The bus between the two cores is FAR TOO SLOW for this sort of operation. Moving [say] EAX from core 0 to core 1 would take hundreds of cycles.
So if the theory is to take the three ALU pipes from core 1 and pretend they're part of core 0... it wouldn't work efficiently. Also what instruction set would this run? I mean how do we address registers on the second core?
AMD would get more bang for buck by doing other improvements such as adding more FPU pipes, adding a 2nd multiplier to the integer side, increasing L1 bandwidth, etc.
This story is pure and utter bullshit.
Tom
Someday, I'll have a real sig.
The idea is basically a way to continue to extend Moore's Law with current Comp Sci paradigms. Multi-core (and multi-CPUs generally) is the same idea, but requires software re-thinking to really be advantaged.
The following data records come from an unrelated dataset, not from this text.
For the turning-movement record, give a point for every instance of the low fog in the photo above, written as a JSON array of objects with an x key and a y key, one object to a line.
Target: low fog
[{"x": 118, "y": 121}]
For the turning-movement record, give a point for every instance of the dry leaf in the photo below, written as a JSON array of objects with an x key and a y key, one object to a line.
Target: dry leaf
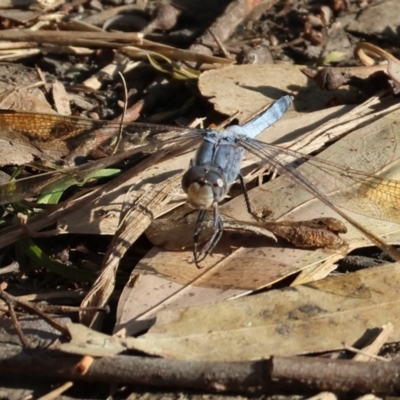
[
  {"x": 300, "y": 320},
  {"x": 248, "y": 88}
]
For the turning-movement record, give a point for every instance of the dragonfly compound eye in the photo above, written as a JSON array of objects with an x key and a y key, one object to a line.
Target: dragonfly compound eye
[{"x": 204, "y": 187}]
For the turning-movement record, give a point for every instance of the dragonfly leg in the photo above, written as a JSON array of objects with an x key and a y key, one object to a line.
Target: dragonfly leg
[
  {"x": 218, "y": 228},
  {"x": 247, "y": 200}
]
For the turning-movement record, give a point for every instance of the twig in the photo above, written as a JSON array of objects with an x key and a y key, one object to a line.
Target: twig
[
  {"x": 16, "y": 323},
  {"x": 291, "y": 373}
]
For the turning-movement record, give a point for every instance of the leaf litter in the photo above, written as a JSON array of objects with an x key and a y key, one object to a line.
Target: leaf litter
[{"x": 244, "y": 261}]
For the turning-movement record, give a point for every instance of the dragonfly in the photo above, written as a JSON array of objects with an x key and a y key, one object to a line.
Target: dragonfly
[{"x": 215, "y": 167}]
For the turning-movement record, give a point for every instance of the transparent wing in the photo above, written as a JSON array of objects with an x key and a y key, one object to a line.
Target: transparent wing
[{"x": 357, "y": 191}]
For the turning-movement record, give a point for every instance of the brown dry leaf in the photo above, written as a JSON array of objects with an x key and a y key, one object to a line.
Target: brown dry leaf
[
  {"x": 364, "y": 50},
  {"x": 248, "y": 88},
  {"x": 318, "y": 317},
  {"x": 101, "y": 217},
  {"x": 19, "y": 91},
  {"x": 139, "y": 214},
  {"x": 305, "y": 319},
  {"x": 245, "y": 262}
]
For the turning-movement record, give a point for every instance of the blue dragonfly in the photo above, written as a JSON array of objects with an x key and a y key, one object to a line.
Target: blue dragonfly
[{"x": 211, "y": 173}]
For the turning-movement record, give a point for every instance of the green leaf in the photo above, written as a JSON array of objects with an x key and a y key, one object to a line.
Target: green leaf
[
  {"x": 52, "y": 193},
  {"x": 28, "y": 248},
  {"x": 166, "y": 66}
]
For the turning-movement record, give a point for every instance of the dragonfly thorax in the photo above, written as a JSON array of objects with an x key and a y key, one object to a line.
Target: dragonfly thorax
[{"x": 204, "y": 187}]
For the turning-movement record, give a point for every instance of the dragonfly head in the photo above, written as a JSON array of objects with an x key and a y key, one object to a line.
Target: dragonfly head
[{"x": 204, "y": 187}]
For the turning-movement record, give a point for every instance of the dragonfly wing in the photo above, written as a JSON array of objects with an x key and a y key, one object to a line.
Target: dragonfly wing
[{"x": 357, "y": 191}]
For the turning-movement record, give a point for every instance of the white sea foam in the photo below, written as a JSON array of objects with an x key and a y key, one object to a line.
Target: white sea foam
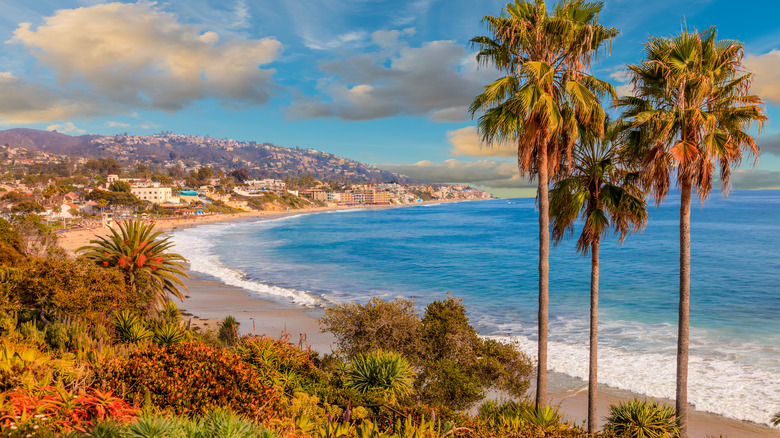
[
  {"x": 196, "y": 246},
  {"x": 715, "y": 384}
]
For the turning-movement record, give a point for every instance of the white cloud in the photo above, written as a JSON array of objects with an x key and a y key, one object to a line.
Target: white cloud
[
  {"x": 438, "y": 80},
  {"x": 486, "y": 173},
  {"x": 466, "y": 141},
  {"x": 117, "y": 124},
  {"x": 769, "y": 145},
  {"x": 67, "y": 128},
  {"x": 135, "y": 55},
  {"x": 766, "y": 83},
  {"x": 24, "y": 102},
  {"x": 755, "y": 179}
]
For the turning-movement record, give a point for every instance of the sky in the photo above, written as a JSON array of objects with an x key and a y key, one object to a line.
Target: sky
[{"x": 386, "y": 82}]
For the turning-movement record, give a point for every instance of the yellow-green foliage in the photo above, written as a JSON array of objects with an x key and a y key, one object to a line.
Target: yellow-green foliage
[
  {"x": 283, "y": 365},
  {"x": 25, "y": 366}
]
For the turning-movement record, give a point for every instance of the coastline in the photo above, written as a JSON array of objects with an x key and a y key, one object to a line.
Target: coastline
[{"x": 209, "y": 301}]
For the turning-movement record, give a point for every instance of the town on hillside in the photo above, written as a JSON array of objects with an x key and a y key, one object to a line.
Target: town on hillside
[{"x": 73, "y": 191}]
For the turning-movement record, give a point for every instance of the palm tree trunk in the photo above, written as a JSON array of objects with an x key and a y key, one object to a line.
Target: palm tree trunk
[
  {"x": 544, "y": 268},
  {"x": 594, "y": 338},
  {"x": 685, "y": 309}
]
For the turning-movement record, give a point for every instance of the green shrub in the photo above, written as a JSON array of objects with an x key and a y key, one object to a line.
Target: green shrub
[
  {"x": 376, "y": 325},
  {"x": 130, "y": 328},
  {"x": 455, "y": 365},
  {"x": 169, "y": 334},
  {"x": 228, "y": 331},
  {"x": 642, "y": 419},
  {"x": 385, "y": 372},
  {"x": 283, "y": 365},
  {"x": 192, "y": 378}
]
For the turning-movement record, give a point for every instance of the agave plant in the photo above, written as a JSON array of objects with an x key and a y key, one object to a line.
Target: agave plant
[
  {"x": 142, "y": 256},
  {"x": 642, "y": 419},
  {"x": 228, "y": 331},
  {"x": 386, "y": 372},
  {"x": 168, "y": 334},
  {"x": 221, "y": 423},
  {"x": 130, "y": 328},
  {"x": 170, "y": 313},
  {"x": 154, "y": 427}
]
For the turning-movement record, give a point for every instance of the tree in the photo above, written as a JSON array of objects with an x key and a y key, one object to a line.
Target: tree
[
  {"x": 27, "y": 207},
  {"x": 138, "y": 253},
  {"x": 690, "y": 112},
  {"x": 545, "y": 95},
  {"x": 605, "y": 196}
]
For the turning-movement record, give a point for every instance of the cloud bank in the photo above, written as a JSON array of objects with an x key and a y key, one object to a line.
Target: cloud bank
[
  {"x": 122, "y": 56},
  {"x": 494, "y": 174},
  {"x": 466, "y": 141},
  {"x": 766, "y": 82},
  {"x": 437, "y": 80}
]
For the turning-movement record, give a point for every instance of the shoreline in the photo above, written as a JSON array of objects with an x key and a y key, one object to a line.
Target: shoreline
[{"x": 209, "y": 301}]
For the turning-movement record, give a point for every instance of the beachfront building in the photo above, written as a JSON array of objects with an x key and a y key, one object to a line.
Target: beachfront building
[{"x": 158, "y": 195}]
More units don't help things go much faster unless you can figure out how to feed them.
Like multi-CPU tech, there's probably a big diminishing return, so this seems like a 2 to 4-ish X multiplier - or about 18 to 36 months more of Moore.
--
graphicallyspeaking
graphically speaking
There are various projects that take differing views about how to do this. One class of such processors are "run-ahead" microprocessors. The idea here is to allow invalid results to be executed but not retired by a second processor running up to a few thousand instructions "ahead" of the processor executing real code to be retired.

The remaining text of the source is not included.